L’artrosi al ginocchio è una patologia cronica e degenerativa con un’incidenza sempre più preponderante nella società odierna. I motivi sono diversi. Essendo il frutto dell’erosione della cartilagine, la sua diffusione è da legare innanzitutto al progressivo invecchiamento della popolazione.

Da non dimenticare sono altresì fattori come il sovrappeso. Un eccessivo carico ponderale sulle articolazioni le porta, per forza di cose, ad andare incontro a quadro di erosione della cartilagine. Un altro fattore, meno legato alle problematiche fisiche, riguarda i traumi che insorgono durante l’esercizio di alcune attività sportive.

Negli ultimi anni, l’approccio risolutivo all’artrosi al ginocchio si è evoluto tantissimo, con tutti i vantaggi del caso per quanto riguarda l’impatto sul sistema sanitario nazionale. Non importa che ci si rivolga a un centro di ortopedia e traumatologia a Pisa piuttosto che a una realtà in un’altra città d’Italia: in tutti i casi, il paziente viene preso in carico basandosi sulla massima customizzazione.

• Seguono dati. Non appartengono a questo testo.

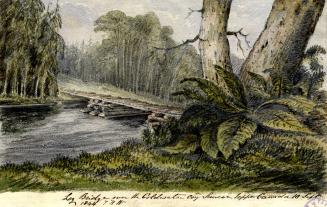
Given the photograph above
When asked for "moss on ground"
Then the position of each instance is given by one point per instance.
(265, 163)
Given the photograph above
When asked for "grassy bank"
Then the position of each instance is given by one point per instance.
(265, 163)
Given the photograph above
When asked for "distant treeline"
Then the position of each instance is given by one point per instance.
(129, 58)
(29, 46)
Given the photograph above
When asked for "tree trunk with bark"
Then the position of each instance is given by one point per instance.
(284, 39)
(214, 45)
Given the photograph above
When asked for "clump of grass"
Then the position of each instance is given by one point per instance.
(283, 163)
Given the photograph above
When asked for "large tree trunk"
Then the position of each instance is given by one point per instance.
(282, 43)
(214, 45)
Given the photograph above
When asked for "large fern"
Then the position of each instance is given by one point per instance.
(224, 120)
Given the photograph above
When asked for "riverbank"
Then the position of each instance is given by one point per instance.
(134, 166)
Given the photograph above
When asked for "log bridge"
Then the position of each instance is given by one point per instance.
(114, 108)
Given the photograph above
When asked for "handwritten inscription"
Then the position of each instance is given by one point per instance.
(91, 199)
(316, 202)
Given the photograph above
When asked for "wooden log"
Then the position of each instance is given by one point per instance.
(156, 119)
(94, 113)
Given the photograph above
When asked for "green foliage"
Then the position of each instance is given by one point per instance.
(271, 108)
(128, 57)
(267, 162)
(234, 85)
(281, 120)
(208, 143)
(187, 144)
(297, 104)
(233, 133)
(29, 45)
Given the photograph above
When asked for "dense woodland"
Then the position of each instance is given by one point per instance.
(29, 47)
(132, 57)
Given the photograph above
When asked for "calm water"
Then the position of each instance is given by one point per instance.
(41, 133)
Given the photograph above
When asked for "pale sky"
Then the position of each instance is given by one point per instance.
(79, 16)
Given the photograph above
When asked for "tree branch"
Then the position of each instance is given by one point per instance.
(196, 38)
(239, 42)
(192, 11)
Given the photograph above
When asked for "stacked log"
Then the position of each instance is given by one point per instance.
(108, 110)
(155, 120)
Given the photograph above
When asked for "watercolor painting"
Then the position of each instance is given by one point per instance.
(160, 96)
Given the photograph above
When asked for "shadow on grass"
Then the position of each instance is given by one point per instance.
(266, 163)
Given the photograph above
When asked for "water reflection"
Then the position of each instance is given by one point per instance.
(40, 134)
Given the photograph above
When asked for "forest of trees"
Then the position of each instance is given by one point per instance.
(131, 56)
(29, 47)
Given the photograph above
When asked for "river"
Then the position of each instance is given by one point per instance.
(39, 134)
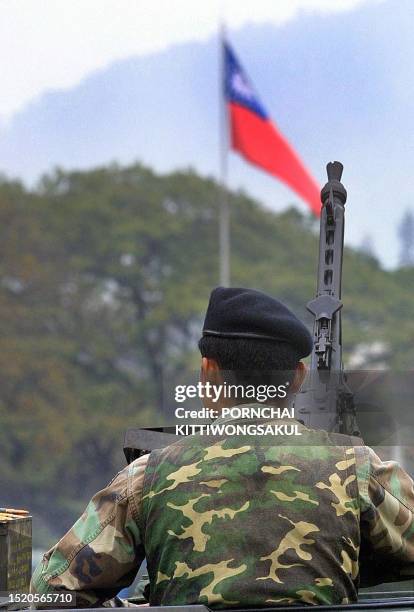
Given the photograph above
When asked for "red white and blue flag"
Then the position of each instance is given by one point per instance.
(257, 139)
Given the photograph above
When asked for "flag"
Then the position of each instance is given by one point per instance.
(255, 136)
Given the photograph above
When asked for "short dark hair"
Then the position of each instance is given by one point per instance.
(247, 361)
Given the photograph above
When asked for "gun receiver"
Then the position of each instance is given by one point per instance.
(325, 401)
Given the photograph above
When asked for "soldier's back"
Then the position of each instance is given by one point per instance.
(251, 520)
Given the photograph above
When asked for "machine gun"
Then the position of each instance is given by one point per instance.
(325, 401)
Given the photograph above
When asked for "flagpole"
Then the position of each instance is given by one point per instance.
(224, 208)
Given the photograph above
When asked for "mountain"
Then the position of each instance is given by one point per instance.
(339, 86)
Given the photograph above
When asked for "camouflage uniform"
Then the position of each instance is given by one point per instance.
(240, 521)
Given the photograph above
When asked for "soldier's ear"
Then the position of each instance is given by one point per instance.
(300, 375)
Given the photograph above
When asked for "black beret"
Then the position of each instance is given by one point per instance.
(235, 312)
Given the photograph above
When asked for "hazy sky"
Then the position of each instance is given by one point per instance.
(53, 44)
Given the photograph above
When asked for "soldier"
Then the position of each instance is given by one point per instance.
(236, 520)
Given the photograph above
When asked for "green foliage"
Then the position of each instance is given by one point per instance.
(104, 279)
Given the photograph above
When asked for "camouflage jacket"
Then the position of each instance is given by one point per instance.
(241, 521)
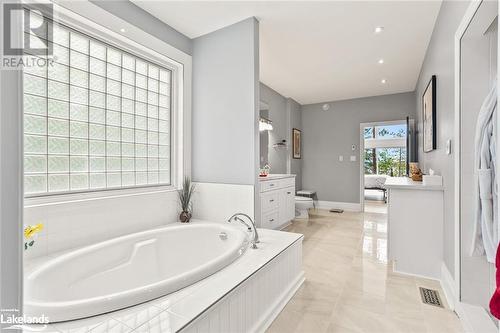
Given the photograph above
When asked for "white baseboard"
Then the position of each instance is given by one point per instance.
(448, 286)
(349, 206)
(474, 318)
(281, 303)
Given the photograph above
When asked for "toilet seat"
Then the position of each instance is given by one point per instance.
(302, 205)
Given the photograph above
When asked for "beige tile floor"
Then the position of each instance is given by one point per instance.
(350, 286)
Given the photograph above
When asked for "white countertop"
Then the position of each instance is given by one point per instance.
(406, 183)
(273, 176)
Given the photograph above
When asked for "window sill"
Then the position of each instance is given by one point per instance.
(57, 199)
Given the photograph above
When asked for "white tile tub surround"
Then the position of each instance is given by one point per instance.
(217, 202)
(82, 220)
(245, 296)
(79, 222)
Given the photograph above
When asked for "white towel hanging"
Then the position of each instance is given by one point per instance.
(485, 239)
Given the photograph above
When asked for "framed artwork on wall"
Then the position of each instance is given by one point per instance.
(296, 143)
(429, 115)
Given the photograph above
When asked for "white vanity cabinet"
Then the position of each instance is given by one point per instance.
(277, 201)
(415, 227)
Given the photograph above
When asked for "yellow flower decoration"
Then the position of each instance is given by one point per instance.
(30, 230)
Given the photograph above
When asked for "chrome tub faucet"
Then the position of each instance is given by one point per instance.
(251, 227)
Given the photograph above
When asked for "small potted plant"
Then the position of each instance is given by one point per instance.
(185, 194)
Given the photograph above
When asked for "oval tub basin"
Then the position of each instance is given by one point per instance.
(129, 270)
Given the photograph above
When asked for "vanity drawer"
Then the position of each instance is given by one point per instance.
(270, 220)
(269, 185)
(287, 182)
(269, 201)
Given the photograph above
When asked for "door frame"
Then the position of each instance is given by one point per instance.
(362, 155)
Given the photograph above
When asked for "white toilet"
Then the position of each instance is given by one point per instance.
(302, 204)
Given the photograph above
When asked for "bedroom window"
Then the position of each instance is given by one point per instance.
(98, 118)
(385, 150)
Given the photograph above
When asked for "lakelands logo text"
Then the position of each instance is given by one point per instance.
(10, 320)
(27, 30)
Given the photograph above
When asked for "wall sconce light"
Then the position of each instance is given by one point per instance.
(265, 124)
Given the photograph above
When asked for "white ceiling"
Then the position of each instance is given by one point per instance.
(321, 51)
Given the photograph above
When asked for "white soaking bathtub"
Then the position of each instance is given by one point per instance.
(130, 269)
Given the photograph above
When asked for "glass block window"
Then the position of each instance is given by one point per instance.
(99, 118)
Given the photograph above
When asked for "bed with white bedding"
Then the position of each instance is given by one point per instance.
(376, 182)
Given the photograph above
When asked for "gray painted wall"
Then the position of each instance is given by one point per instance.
(439, 61)
(294, 114)
(129, 12)
(11, 191)
(328, 134)
(277, 158)
(225, 105)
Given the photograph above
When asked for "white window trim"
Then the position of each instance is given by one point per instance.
(82, 16)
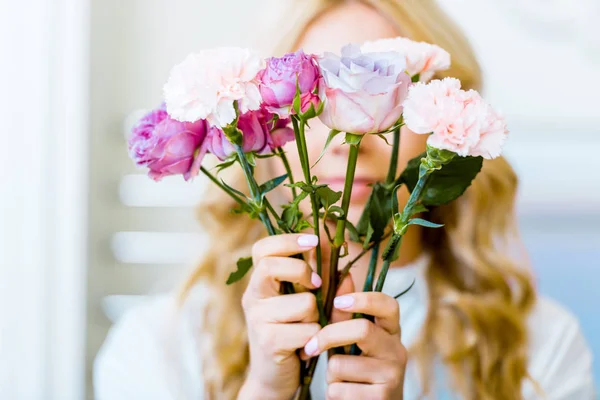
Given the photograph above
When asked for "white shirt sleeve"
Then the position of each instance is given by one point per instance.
(150, 354)
(560, 358)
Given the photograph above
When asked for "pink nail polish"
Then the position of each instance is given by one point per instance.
(311, 347)
(343, 302)
(308, 241)
(316, 280)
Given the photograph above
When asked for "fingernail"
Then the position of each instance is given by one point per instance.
(343, 301)
(316, 280)
(312, 347)
(308, 240)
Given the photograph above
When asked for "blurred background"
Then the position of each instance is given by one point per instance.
(83, 235)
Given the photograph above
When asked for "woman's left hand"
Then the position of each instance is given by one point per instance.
(379, 372)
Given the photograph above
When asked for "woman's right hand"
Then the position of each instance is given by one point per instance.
(278, 325)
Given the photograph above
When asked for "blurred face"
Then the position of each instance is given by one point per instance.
(351, 23)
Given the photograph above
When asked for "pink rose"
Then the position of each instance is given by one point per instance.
(258, 135)
(205, 85)
(168, 147)
(459, 121)
(277, 82)
(423, 59)
(363, 93)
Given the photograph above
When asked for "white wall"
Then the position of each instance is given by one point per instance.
(43, 166)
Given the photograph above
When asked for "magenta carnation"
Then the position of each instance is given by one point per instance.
(259, 134)
(168, 147)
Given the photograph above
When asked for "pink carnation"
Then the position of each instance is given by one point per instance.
(258, 135)
(168, 147)
(458, 120)
(205, 85)
(422, 58)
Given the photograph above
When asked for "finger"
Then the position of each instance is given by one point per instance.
(346, 287)
(344, 368)
(278, 338)
(345, 390)
(271, 271)
(370, 338)
(283, 245)
(384, 308)
(299, 307)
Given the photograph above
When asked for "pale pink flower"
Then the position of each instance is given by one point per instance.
(363, 93)
(422, 58)
(422, 108)
(493, 135)
(205, 85)
(459, 121)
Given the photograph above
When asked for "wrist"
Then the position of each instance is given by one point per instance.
(254, 390)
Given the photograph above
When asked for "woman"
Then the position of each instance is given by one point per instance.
(472, 326)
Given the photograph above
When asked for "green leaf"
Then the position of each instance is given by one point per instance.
(234, 190)
(326, 196)
(419, 208)
(265, 156)
(290, 216)
(376, 214)
(353, 139)
(395, 200)
(302, 225)
(336, 211)
(251, 157)
(445, 184)
(351, 229)
(333, 133)
(244, 264)
(422, 222)
(226, 164)
(369, 236)
(384, 139)
(297, 103)
(272, 184)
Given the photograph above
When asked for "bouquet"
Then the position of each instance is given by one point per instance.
(232, 104)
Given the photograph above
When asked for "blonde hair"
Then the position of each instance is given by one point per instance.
(479, 296)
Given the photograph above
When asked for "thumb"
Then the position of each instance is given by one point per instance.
(346, 287)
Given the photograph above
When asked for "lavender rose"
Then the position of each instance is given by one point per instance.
(277, 82)
(363, 93)
(259, 135)
(168, 147)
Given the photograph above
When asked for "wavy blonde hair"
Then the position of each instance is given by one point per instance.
(479, 295)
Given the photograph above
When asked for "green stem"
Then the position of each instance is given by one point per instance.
(288, 170)
(344, 272)
(391, 176)
(396, 239)
(299, 133)
(225, 188)
(259, 204)
(340, 233)
(367, 287)
(370, 278)
(392, 244)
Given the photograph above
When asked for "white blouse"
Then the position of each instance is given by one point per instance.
(152, 352)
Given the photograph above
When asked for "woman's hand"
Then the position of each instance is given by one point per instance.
(379, 372)
(278, 325)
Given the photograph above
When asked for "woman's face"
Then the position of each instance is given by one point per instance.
(350, 23)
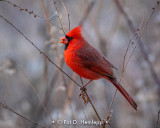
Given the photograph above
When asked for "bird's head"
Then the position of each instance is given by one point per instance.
(73, 34)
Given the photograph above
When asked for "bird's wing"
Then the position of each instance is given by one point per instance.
(93, 60)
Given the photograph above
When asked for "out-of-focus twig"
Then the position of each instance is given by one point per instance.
(86, 13)
(89, 100)
(23, 117)
(29, 12)
(54, 2)
(158, 119)
(68, 99)
(69, 22)
(39, 50)
(141, 44)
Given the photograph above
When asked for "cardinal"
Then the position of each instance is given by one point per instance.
(88, 62)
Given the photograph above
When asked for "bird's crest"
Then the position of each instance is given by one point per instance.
(76, 32)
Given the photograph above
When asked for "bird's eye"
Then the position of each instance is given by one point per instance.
(69, 38)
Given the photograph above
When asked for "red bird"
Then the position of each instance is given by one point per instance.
(88, 62)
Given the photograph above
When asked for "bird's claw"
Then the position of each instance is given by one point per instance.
(83, 88)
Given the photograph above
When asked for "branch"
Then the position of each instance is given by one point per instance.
(11, 110)
(158, 119)
(139, 41)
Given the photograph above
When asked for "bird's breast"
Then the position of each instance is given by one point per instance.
(77, 65)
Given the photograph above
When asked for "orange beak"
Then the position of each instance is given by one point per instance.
(64, 40)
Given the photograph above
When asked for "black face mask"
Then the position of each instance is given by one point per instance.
(69, 39)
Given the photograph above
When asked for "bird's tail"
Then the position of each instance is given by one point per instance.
(124, 93)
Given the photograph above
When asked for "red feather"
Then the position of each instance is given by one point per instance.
(88, 62)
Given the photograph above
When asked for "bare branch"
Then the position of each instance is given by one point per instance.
(39, 49)
(11, 110)
(158, 119)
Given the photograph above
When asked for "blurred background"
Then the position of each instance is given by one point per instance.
(28, 79)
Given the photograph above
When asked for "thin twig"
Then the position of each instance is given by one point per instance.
(87, 12)
(35, 92)
(139, 41)
(158, 119)
(69, 22)
(54, 2)
(90, 101)
(11, 110)
(29, 12)
(39, 50)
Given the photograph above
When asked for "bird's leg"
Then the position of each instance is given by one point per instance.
(84, 86)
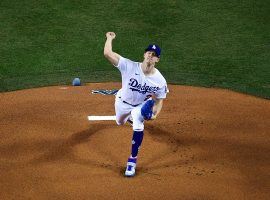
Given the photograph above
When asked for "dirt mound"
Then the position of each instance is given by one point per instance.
(206, 144)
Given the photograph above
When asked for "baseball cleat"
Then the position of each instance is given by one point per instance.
(131, 166)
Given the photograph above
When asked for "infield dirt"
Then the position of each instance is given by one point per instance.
(206, 144)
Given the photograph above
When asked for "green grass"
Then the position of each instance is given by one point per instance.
(206, 43)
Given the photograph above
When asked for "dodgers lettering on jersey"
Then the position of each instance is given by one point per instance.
(136, 87)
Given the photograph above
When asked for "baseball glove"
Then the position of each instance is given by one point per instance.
(147, 109)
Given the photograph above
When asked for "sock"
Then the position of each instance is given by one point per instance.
(136, 142)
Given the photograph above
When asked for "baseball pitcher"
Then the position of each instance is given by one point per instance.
(141, 96)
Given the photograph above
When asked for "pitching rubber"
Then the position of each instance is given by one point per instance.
(101, 118)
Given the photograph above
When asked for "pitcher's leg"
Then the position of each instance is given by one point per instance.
(122, 111)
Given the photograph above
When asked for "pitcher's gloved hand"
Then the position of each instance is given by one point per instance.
(147, 109)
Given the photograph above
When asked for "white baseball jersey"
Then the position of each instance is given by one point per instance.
(136, 87)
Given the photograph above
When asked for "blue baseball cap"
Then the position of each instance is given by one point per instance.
(155, 48)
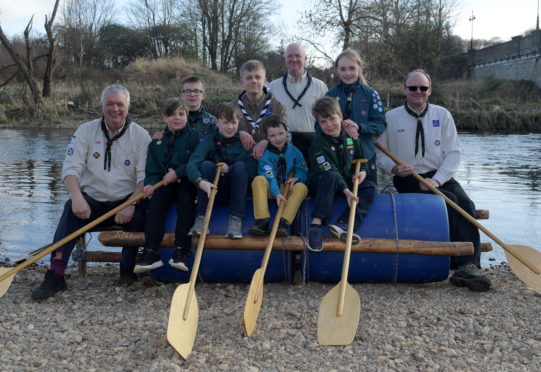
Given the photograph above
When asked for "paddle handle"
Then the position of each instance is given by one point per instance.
(461, 211)
(75, 234)
(201, 244)
(349, 238)
(270, 243)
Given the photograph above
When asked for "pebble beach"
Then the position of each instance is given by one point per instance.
(99, 325)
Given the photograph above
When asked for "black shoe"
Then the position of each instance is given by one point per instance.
(260, 227)
(52, 284)
(282, 228)
(150, 261)
(179, 260)
(469, 276)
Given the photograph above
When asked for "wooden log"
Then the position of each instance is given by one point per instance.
(296, 243)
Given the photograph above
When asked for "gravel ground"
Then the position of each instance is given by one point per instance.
(98, 325)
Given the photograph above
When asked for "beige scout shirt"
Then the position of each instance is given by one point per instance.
(299, 119)
(85, 160)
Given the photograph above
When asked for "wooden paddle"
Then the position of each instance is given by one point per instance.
(523, 260)
(184, 313)
(255, 293)
(340, 309)
(7, 274)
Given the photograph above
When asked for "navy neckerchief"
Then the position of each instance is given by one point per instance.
(109, 143)
(420, 131)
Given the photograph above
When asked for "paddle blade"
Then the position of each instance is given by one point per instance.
(530, 255)
(5, 283)
(253, 305)
(181, 332)
(335, 330)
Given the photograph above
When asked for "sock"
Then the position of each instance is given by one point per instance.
(58, 266)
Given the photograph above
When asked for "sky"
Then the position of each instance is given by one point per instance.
(493, 18)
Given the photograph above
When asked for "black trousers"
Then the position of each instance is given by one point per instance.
(461, 230)
(183, 196)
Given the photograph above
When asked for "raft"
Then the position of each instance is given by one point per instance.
(396, 229)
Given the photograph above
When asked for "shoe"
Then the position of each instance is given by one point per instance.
(469, 276)
(52, 284)
(150, 261)
(260, 227)
(197, 227)
(282, 228)
(234, 228)
(179, 260)
(314, 238)
(340, 231)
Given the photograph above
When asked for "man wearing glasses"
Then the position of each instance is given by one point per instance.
(424, 137)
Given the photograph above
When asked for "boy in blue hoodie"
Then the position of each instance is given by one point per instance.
(278, 160)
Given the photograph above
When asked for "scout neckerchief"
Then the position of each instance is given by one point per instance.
(296, 102)
(420, 131)
(263, 113)
(109, 143)
(281, 166)
(349, 90)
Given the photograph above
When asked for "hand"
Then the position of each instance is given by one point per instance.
(350, 197)
(431, 181)
(280, 198)
(403, 170)
(170, 177)
(259, 149)
(80, 207)
(206, 186)
(360, 176)
(125, 215)
(247, 140)
(157, 135)
(224, 167)
(148, 190)
(351, 128)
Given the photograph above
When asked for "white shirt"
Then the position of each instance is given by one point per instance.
(85, 160)
(299, 119)
(442, 148)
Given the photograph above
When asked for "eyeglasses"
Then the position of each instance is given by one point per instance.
(413, 88)
(194, 92)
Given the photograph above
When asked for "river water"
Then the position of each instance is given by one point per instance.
(500, 172)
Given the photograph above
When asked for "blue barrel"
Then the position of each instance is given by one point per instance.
(227, 265)
(418, 217)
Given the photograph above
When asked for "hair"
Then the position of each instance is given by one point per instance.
(420, 71)
(272, 121)
(227, 111)
(171, 104)
(355, 57)
(115, 88)
(326, 107)
(252, 65)
(192, 79)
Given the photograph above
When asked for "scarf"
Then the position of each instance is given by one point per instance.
(263, 113)
(109, 143)
(296, 102)
(420, 131)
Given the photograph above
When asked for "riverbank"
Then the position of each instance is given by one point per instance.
(100, 326)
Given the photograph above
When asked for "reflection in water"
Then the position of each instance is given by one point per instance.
(501, 173)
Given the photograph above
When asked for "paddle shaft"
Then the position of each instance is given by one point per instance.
(75, 234)
(349, 238)
(461, 211)
(270, 243)
(201, 244)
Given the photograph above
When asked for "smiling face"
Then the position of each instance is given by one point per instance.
(177, 120)
(348, 70)
(417, 99)
(115, 110)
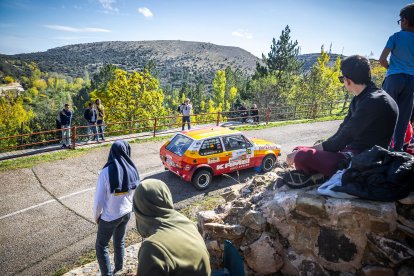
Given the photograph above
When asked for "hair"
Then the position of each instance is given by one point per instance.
(357, 69)
(408, 13)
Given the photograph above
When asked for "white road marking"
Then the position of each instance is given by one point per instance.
(142, 176)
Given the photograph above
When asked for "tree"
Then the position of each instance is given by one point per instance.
(131, 96)
(282, 57)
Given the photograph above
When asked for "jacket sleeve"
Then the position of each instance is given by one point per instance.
(152, 260)
(353, 125)
(99, 195)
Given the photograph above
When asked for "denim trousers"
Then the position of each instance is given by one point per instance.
(66, 135)
(101, 128)
(401, 88)
(107, 229)
(186, 119)
(92, 128)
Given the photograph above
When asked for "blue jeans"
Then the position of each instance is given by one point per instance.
(401, 88)
(107, 229)
(101, 128)
(92, 128)
(186, 119)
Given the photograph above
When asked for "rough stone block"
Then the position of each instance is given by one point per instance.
(377, 271)
(265, 256)
(223, 231)
(255, 220)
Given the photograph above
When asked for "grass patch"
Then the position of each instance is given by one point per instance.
(206, 204)
(292, 122)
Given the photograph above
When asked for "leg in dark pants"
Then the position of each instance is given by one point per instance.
(186, 119)
(106, 229)
(401, 88)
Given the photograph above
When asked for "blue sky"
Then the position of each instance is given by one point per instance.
(352, 26)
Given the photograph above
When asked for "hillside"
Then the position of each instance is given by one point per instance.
(176, 61)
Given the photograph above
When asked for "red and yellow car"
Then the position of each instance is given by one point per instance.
(198, 155)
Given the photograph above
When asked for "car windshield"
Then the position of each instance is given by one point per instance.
(179, 144)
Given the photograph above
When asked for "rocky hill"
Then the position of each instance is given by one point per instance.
(176, 61)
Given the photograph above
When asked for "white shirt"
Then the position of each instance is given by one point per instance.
(110, 206)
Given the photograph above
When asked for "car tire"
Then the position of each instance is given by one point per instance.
(268, 163)
(202, 179)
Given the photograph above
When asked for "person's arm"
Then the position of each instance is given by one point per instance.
(99, 195)
(152, 260)
(357, 123)
(384, 57)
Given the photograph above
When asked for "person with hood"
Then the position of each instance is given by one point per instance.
(113, 204)
(172, 244)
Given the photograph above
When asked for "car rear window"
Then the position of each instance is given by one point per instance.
(179, 144)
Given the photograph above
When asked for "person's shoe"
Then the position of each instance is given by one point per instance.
(296, 179)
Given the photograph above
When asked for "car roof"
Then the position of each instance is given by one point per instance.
(198, 134)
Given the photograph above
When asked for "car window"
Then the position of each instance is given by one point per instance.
(179, 144)
(211, 146)
(235, 142)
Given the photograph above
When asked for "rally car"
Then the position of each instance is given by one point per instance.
(198, 155)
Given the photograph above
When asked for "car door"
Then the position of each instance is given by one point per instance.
(240, 151)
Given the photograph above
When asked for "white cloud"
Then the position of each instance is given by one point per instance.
(146, 12)
(107, 5)
(76, 30)
(242, 33)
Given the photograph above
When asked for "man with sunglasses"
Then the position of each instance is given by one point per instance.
(399, 81)
(370, 121)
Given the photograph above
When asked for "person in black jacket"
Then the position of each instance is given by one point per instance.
(66, 121)
(370, 121)
(91, 116)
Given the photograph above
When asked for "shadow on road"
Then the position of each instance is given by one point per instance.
(184, 192)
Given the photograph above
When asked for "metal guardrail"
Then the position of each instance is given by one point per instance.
(164, 125)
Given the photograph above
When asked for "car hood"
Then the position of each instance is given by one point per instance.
(261, 142)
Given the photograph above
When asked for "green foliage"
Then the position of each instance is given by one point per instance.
(131, 96)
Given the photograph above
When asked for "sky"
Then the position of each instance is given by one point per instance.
(347, 26)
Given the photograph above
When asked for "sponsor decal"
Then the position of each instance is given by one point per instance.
(213, 160)
(234, 164)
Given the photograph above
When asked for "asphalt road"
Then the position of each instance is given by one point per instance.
(46, 211)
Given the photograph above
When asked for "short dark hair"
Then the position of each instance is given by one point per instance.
(356, 68)
(408, 13)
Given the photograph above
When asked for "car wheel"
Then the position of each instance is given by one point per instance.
(268, 163)
(202, 179)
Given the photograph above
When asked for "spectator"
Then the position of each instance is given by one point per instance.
(113, 204)
(185, 109)
(254, 112)
(66, 120)
(101, 116)
(91, 116)
(399, 81)
(370, 121)
(172, 244)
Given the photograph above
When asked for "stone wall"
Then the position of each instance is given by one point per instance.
(298, 232)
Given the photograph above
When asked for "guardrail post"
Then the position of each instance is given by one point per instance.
(73, 136)
(155, 126)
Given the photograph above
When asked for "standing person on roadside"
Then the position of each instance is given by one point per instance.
(113, 204)
(101, 116)
(186, 111)
(66, 120)
(91, 116)
(399, 81)
(172, 244)
(370, 121)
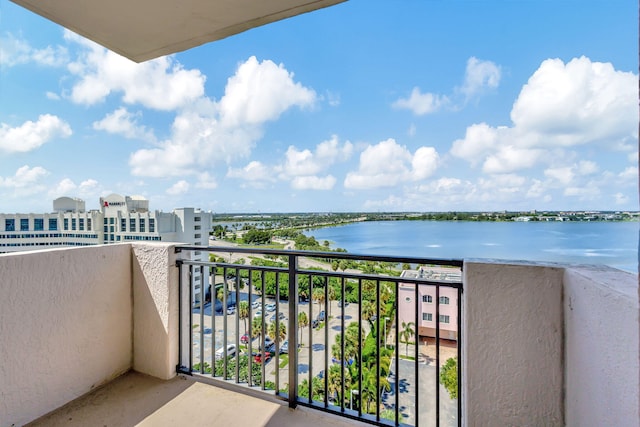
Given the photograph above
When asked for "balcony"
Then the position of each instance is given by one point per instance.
(96, 334)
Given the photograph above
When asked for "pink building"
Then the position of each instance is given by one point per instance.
(426, 304)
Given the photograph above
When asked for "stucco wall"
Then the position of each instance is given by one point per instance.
(155, 291)
(601, 347)
(512, 356)
(65, 326)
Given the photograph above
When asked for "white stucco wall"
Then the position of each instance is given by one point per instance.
(65, 326)
(601, 347)
(512, 352)
(155, 291)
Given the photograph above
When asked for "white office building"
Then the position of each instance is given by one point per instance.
(119, 219)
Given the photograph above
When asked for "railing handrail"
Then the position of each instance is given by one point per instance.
(320, 254)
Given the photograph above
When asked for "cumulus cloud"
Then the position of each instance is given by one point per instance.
(180, 187)
(31, 135)
(387, 164)
(421, 103)
(122, 122)
(14, 51)
(480, 76)
(313, 182)
(561, 106)
(161, 84)
(26, 181)
(207, 132)
(66, 187)
(260, 92)
(305, 162)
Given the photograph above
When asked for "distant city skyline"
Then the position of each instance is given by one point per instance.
(422, 107)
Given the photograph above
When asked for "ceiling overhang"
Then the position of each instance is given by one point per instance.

Nelle situazioni in cui, per esempio, il paziente è giovane, si tende, con lo scopo di posticipare il più possibile l’intervento, a ricorrere alla medicina rigenerativa. Di cosa si tratta? Di una sinergia fra ortopedia e biologia che vede in primo piano l’utilizzo delle cellule staminali del sangue con lo scopo di disinfiammare i tessuti cartilaginei, stimolandone una blanda rigenerazione.

Procedura che si svolge a livello ambulatoriale, prevede il prelievo di una piccola dose di sangue venoso del paziente. Quest’ultimo viene trattato in modo da isolare la parte caratterizzata da una grande quantità di cellule staminali e iniettato nella zona del ginocchio interessata dall’erosione articolare. Per amor di precisione, ricordiamo che si può utilizzare anche il grasso autologo.

La medicina rigenerativa non può essere considerata una soluzione per sostituire l’intervento. L’artrosi al ginocchio, altrimenti conosciuta come gonartrosi, è come già detto una patologia degenerativa. L’impianto della protesi è quindi una certezza. Se lo si può protrarre avanti nel tempo perché il paziente è giovane o perché il suo grado di artrosi non è severo, è il caso di farlo.

Protocollo fast track

Oltre alla medicina rigenerativa, quando si parla delle innovazioni che stanno investendo l’approccio curativo dell’artrosi al ginocchio è fondamentale chiamare in causa il protocollo fast track. Di cosa si tratta? Per rispondere a questa domanda, traduciamo il termine. Fast track è un’espressione che può essere resa in italiano con “percorso veloce”.

Con lo scopo di alleggerire il sistema sanitario, i pazienti che hanno le giuste indicazioni vengono indirizzati lungo un percorso che permette di abbreviare notevolmente i tempi di permanenza in ospedale. Per raggiungere questo risultato, bisogna passare da diversi step. Il primo è l’esecuzione di incisioni chirurgiche di pochi centimetri, rispettose della muscolatura e delle strutture nervose.

Nel corso del fast track applicato alla chirurgia protesica del ginocchio, si tende anche a ricorrere a soluzioni diverse dal laccio emostatico per tenere sotto controllo il sanguinamento.

Un cenno va dedicato anche alle caratteristiche delle protesi vere e proprie. Al giorno d’oggi sono sempre più piccole e, in alcuni frangenti, addirittura personalizzate sulla base delle esigenze e dell’anatomia del singolo paziente.

Proseguendo con l’elenco dei principali dettagli che caratterizzano il fast track dopo l’impianto di protesi al ginocchio, rammentiamo che gli specialisti, di frequente, non utilizzano il catetere vescicale o il drenaggio articolare.

Protocollo che prevede, prima dell’applicazione, il focus sulle patologie correlate e sul grado di autonomia del paziente, il fast track può prevedere l’inizio della deambulazione con ausili già dopo 6 ore dall’intervento.

Nella prima giornata post operatoria, si lavora invece alla rieducazione al passo, per arrivare alle dimissioni dopo 3/4 giorni.

Per poter dimettere il paziente dopo l’impianto della protesi al ginocchio, gli specialisti richiedono, quasi sempre, la capacità di muoversi per almeno 50 metri con l’aiuto dei bastoni canadesi. Il percorso di riabilitazione, che dovrebbe portare, in circa 10 giorni, a camminare in maniera autonoma, va proseguito fin da subito dopo le dimissioni.